Visualization projects [assignment:randomforest]

Random Forest Visualization

Facts

Type	master project
Place	internal
Supervisors	Michel Westenberg
Student	Natalia Kuznetsova
Thesis	download
start/end date	- 9/8/2014

Abstract

Classification is the process of assigning a class label to an observation based on its proprieties or attributes. A classification algorithm is applied to a data set, producing a model. By studying the model, insights about the data set structure can be gained. The benefits that a model can bring depend on the model. In this work, a Random Forest model is used for the analysis of data. A Random Forest model is explored by means of visualization. The results include this report and the prototype of a visualization analysis tool.

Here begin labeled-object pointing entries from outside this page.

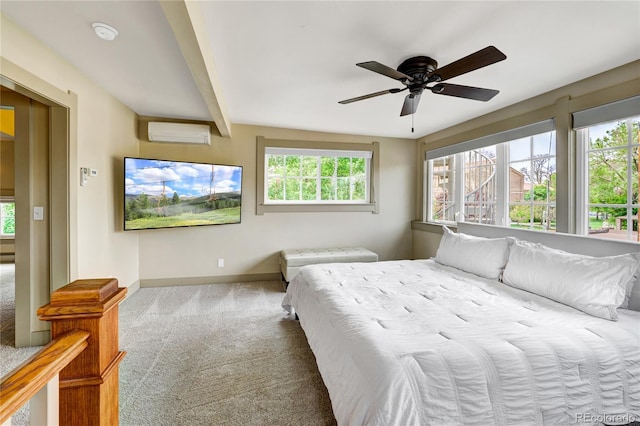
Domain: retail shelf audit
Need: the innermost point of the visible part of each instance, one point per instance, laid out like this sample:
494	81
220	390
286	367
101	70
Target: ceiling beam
187	23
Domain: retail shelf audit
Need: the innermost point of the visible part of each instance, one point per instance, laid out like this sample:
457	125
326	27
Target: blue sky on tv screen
154	177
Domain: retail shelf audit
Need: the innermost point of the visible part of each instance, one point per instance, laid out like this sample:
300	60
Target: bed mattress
418	343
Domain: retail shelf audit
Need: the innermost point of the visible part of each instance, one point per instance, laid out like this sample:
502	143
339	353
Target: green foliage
295	178
608	169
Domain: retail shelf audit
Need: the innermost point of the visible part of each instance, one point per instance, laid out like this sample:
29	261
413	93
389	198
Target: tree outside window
7	219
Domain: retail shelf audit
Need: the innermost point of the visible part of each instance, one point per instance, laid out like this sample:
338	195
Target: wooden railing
26	380
81	361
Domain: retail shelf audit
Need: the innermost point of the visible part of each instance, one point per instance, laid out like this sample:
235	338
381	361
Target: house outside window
511	183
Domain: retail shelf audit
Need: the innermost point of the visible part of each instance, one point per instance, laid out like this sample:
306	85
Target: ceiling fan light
104	31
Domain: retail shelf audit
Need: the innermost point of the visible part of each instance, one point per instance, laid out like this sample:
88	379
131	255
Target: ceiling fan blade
467	92
371	95
384	70
487	56
410	104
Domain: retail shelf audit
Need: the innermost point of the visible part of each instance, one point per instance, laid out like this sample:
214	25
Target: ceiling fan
419	72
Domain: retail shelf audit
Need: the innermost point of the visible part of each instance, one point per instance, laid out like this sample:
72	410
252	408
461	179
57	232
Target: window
316	176
7	219
610	184
511	183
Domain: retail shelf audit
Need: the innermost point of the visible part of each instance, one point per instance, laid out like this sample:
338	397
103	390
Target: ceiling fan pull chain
413	100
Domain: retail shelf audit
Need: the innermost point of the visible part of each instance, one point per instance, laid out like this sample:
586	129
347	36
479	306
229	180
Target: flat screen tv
170	194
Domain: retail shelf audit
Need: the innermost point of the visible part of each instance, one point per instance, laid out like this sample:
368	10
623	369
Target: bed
423	342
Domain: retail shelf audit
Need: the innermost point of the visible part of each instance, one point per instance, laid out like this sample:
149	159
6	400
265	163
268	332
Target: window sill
435	227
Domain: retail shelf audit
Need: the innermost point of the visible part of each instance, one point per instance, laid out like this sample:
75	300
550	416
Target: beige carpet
10	357
223	354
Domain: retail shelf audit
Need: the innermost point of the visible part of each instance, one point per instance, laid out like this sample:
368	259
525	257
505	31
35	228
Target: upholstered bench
292	260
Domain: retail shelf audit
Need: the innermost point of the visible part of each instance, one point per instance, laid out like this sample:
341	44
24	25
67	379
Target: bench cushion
292	260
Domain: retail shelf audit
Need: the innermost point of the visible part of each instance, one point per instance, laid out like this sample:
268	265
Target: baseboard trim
218	279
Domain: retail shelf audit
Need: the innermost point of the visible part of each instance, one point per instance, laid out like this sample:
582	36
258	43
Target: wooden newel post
89	384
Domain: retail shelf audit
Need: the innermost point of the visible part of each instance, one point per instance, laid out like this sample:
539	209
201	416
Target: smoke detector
104	31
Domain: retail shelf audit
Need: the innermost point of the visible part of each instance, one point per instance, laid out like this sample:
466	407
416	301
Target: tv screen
170	194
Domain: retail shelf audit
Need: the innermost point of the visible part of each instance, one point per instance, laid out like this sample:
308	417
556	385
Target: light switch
38	213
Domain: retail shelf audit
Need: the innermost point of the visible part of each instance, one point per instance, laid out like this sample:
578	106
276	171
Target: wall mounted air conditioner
179	133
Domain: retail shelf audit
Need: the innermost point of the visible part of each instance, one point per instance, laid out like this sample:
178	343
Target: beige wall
252	246
105	134
7	183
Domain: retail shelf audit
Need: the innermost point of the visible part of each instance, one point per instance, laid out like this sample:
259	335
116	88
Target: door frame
63	242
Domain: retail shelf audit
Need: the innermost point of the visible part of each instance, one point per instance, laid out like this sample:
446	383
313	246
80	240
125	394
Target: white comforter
417	343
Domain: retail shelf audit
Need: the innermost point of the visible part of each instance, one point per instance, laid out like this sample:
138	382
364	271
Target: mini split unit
179	133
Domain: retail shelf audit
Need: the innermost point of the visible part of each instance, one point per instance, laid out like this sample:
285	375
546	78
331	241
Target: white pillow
595	285
486	257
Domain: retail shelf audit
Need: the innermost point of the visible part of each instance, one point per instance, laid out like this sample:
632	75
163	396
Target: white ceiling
287	64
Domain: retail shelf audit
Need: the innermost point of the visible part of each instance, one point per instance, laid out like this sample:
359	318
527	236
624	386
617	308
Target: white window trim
582	191
264	146
7	199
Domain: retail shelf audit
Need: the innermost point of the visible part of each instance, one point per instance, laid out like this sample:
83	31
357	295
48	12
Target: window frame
6	200
263	206
500	142
583	204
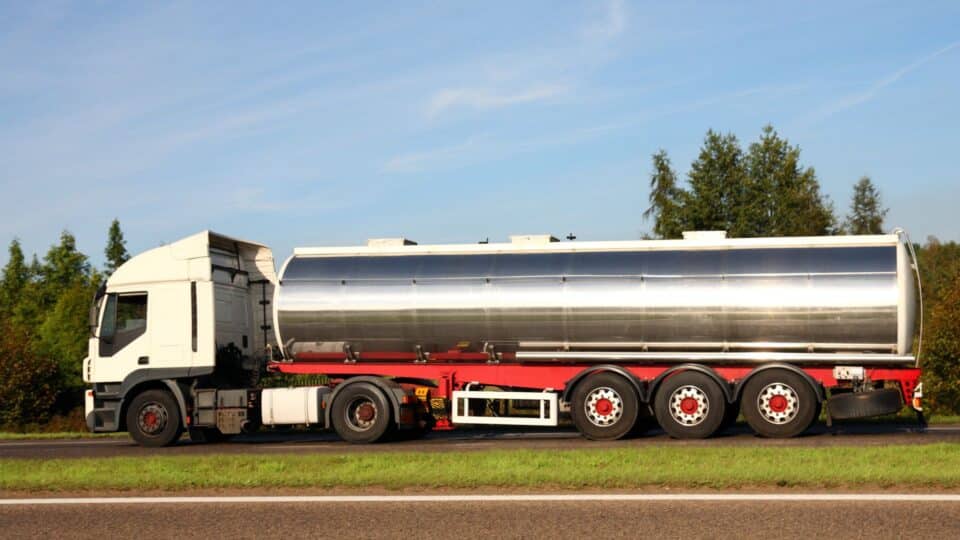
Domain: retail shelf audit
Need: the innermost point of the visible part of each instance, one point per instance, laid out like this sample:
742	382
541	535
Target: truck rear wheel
778	403
604	407
153	418
361	413
690	405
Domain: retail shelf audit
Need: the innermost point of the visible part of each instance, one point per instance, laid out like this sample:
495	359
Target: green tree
63	266
866	209
666	199
717	180
780	196
15	276
941	351
62	337
116	250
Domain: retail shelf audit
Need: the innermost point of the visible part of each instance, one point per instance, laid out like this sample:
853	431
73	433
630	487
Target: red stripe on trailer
452	376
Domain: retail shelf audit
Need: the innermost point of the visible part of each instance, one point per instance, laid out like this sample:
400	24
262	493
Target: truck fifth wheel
411	337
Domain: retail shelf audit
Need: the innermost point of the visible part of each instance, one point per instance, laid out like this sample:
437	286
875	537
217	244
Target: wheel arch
814	384
391	389
725	387
571	384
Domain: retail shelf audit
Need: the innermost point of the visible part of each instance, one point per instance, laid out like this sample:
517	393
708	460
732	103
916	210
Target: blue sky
321	124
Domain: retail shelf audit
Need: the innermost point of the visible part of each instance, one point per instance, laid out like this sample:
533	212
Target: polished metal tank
797	295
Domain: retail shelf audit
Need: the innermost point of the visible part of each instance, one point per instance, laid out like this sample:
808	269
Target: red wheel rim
689	405
604	407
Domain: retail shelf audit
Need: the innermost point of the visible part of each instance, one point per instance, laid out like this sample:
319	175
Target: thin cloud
854	100
612	25
484	98
418	161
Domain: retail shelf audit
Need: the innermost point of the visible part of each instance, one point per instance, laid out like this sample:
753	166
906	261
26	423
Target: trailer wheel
361	414
690	405
730	417
605	407
778	403
153	418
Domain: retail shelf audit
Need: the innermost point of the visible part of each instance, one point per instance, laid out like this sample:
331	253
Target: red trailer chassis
454	370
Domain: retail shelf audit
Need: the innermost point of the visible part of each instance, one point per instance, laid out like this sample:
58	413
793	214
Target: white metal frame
549	408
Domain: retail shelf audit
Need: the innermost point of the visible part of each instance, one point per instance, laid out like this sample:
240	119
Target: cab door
123	345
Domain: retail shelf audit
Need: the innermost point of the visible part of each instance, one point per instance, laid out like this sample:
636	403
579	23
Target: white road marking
579	497
77	442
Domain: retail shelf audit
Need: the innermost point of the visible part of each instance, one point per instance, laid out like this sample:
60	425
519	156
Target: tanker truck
612	337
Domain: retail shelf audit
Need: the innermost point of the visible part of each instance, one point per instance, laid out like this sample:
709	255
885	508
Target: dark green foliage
29	384
941	355
866	210
15	277
43	315
781	197
717	181
666	199
763	192
116	250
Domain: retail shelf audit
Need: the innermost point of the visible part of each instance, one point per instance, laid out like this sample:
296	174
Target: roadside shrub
941	357
29	383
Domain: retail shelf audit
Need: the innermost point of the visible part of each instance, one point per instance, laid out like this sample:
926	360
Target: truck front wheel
361	413
605	407
153	418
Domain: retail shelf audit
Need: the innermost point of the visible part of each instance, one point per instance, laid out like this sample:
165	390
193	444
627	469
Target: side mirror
93	319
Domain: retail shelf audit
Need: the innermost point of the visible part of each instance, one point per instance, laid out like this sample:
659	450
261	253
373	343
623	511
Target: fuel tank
799	294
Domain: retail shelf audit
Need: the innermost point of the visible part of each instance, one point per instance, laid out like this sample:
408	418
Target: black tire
865	404
361	414
690	405
153	419
730	416
604	407
779	403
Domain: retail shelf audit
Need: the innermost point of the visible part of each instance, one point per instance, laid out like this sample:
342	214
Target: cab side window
124	320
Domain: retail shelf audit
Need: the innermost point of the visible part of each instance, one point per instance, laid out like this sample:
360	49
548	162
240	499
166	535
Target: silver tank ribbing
808	295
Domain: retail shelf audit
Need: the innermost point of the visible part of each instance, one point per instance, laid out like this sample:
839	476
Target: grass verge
927	466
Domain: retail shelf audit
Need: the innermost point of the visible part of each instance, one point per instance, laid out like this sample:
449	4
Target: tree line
43	327
765	190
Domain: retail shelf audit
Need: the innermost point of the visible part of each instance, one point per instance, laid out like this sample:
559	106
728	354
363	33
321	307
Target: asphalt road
540	519
458	441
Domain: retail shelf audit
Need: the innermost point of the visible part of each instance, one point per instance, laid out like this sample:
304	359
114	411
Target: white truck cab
172	316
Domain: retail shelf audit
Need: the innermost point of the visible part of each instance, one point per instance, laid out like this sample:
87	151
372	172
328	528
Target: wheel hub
689	405
603	407
152	418
778	403
366	412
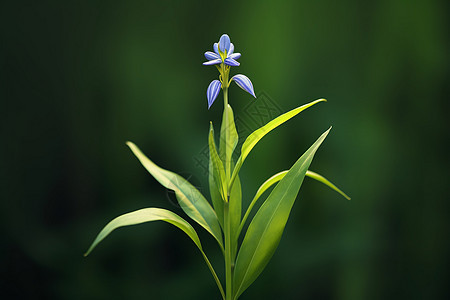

The tool, named ReFINE for Random Forest INspEctor, consists of several visualizations for a Random Forest model. ReFINE provides visualizations for Random Forest components - trees, and its special feature: proximity measure, variable importance, interactions and prototypes. Each of these aspects is presented with a different visualization technique; all the visualizations are integrated together to show the connections between them and allow a user to discover patterns in data sets. The effectiveness of the approach is validated with various data sets, including generated and real data.

As a result, ReFINE allows to investigate data, its most importance variables, theirs split points, connection between instances and their distribution.